During the past several decades, corn and soybean producers have switched increasingly to narrow rows — less than 30 inches wide. This change resulted from the perception that narrow rows will produce greater yields because of increased light interception and reduced competition among individual plants due to more equidistant spacing.

Recent articles in Crop Management and Agronomy Journal present summaries and results on how row spacing affects yield and other factors in corn and soybean management systems. The reports are authored by Kevin Bradley of the University of Missouri, Chad Lee of the University of Kentucky, and USDA-ARS researchers Gary Lehrsch and colleagues in Idaho. Key components of their findings and conclusions as related to corn and soybean production in the southern United States follow.

Yield

Soybean varieties planted early (before about April 20) and late (after about May 25) produce higher yields when grown in narrow rows. Yield increases from narrow rows are greater under irrigated conditions. Full-season varieties (> Maturity Group 4) planted in May generally do not produce increased yields when grown in narrow rows.

Full-season (generally 118 to 120 days relative maturity) corn hybrids grown in rows less than 30 inches wide do not yield more than hybrids grown in rows that are 30 inches wide. When short-season or short-statured hybrids are used, rows less than 30 inches wide may result in increased yields because of greater early-season light interception and quicker canopy closure.

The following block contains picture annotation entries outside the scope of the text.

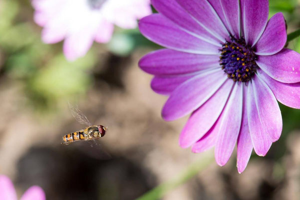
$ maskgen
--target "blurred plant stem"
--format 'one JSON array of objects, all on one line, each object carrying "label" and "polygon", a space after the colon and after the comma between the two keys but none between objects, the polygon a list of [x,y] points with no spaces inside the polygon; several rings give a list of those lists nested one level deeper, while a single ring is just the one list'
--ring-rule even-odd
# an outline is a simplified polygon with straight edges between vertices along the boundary
[{"label": "blurred plant stem", "polygon": [[146,192],[136,200],[156,200],[160,199],[168,192],[185,183],[205,169],[214,161],[214,154],[208,152],[198,160],[192,163],[174,179],[162,183]]},{"label": "blurred plant stem", "polygon": [[299,36],[300,36],[300,29],[288,34],[288,40],[286,40],[286,42],[288,42],[292,40]]}]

Today's Southern production systems for both soybeans and corn have increasingly included earlier planting and earlier maturing varieties/hybrids. Thus, a yield advantage for both crops should be achieved from narrow rows in these systems.

Weed management

In soybeans, narrow row spacings reduce the amount of light that reaches the soil surface and the amount of time to full canopy closure. As a result, late-season weed emergence and/or resurgence are reduced, resulting in greater late-season weed control in narrow-row systems. This is especially important in early plantings of early-maturing varieties that are short-statured and have little branching, and where weed management is based solely on glyphosate which has no residual activity to prevent late-season weed germination.

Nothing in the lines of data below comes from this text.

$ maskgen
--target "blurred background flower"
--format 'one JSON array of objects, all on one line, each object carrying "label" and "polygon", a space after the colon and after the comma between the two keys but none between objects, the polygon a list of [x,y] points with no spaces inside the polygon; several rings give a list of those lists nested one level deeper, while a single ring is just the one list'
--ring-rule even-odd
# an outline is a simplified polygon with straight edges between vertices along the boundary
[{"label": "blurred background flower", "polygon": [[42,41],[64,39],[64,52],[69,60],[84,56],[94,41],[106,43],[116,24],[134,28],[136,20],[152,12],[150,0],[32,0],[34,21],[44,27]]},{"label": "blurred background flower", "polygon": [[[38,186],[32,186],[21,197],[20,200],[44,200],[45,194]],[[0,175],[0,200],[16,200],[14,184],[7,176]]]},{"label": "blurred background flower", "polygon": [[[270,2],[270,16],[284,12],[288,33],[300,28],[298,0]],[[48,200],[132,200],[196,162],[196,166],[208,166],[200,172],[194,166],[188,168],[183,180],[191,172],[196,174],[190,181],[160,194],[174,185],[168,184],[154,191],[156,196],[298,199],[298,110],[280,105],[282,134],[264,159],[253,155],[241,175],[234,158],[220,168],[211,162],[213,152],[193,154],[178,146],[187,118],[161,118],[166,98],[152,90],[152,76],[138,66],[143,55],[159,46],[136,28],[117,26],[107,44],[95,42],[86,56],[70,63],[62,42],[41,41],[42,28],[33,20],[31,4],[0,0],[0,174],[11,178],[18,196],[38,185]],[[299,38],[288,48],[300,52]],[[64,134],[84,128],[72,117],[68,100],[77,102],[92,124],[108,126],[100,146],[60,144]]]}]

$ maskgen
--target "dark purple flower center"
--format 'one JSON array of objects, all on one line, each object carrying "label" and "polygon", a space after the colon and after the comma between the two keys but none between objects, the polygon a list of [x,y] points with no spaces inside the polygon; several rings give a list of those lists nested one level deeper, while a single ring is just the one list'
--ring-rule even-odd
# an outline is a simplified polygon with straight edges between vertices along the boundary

Row spacing has a marked impact on the critical period of weed management in soybeans. Generally, the critical time of weed removal occurs earlier in wide-row soybeans than in narrow-row soybeans.

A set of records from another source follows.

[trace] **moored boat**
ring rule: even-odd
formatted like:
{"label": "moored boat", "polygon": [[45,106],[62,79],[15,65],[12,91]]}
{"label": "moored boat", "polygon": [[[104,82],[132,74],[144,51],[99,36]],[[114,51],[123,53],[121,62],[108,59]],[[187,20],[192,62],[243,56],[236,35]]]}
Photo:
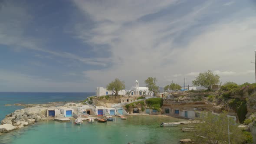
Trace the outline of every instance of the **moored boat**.
{"label": "moored boat", "polygon": [[98,118],[98,122],[107,122],[107,119],[102,119],[102,118]]}
{"label": "moored boat", "polygon": [[123,115],[121,115],[121,116],[120,116],[120,118],[122,120],[126,120],[126,117],[125,117]]}
{"label": "moored boat", "polygon": [[75,120],[75,124],[81,124],[83,123],[83,121],[80,118],[77,118]]}
{"label": "moored boat", "polygon": [[160,124],[160,127],[177,127],[181,124],[181,123],[179,122],[163,122]]}
{"label": "moored boat", "polygon": [[93,123],[94,122],[94,119],[92,118],[89,118],[89,119],[88,119],[88,122],[89,123]]}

Thus, soybeans grown in wide rows will require weed control measures earlier in the season than those grown in narrow rows. This is important in a glyphosate weed management system where early-season weed control measures may be delayed because of weather and time constraints.

Available research indicates that weed management in corn is not enhanced by rows less than 30 inches wide. Wide and narrow rows provide similar late-season weed control in a majority of cases, and the critical period of weed removal in wide-row corn is no earlier than in narrow-row corn.

Where newer systems of early planting of short-season hybrids that may be short-statured are used, rows less than 30 inches wide should be advantageous.

Nitrogen management in corn

Lehrsch and co-authors found that soil-applied nitrogen was used more efficiently when it was banded on one side of a row and irrigation water was always applied to the furrow on the opposite side of the row. Irrigating the same non-fertilized furrow also minimized end-of-season nitrogen in the soil profile, which should reduce nitrate leaching in the off-season.

When nitrogen had been broadcast-applied, alternating-furrow irrigation appeared to leach residual nitrogen from the corn root zone. They concluded that surface-applied nitrogen fertilizer should be placed separate from surface-applied irrigation water to improve nitrogen management under furrow irrigation and to protect groundwater quality. This procedure worked better in 30-inch than in 20-inch-wide rows, indicating that the distance of the irrigated furrow from the fertilized, nonirrigated furrow is important.

Thus, if there is no yield or weed management advantage for using narrow rows, a 30-inch row spacing should be used so that nitrogen fertilizer and furrow irrigation can be applied in alternating furrows to enhance nitrogen fertilizer management in corn.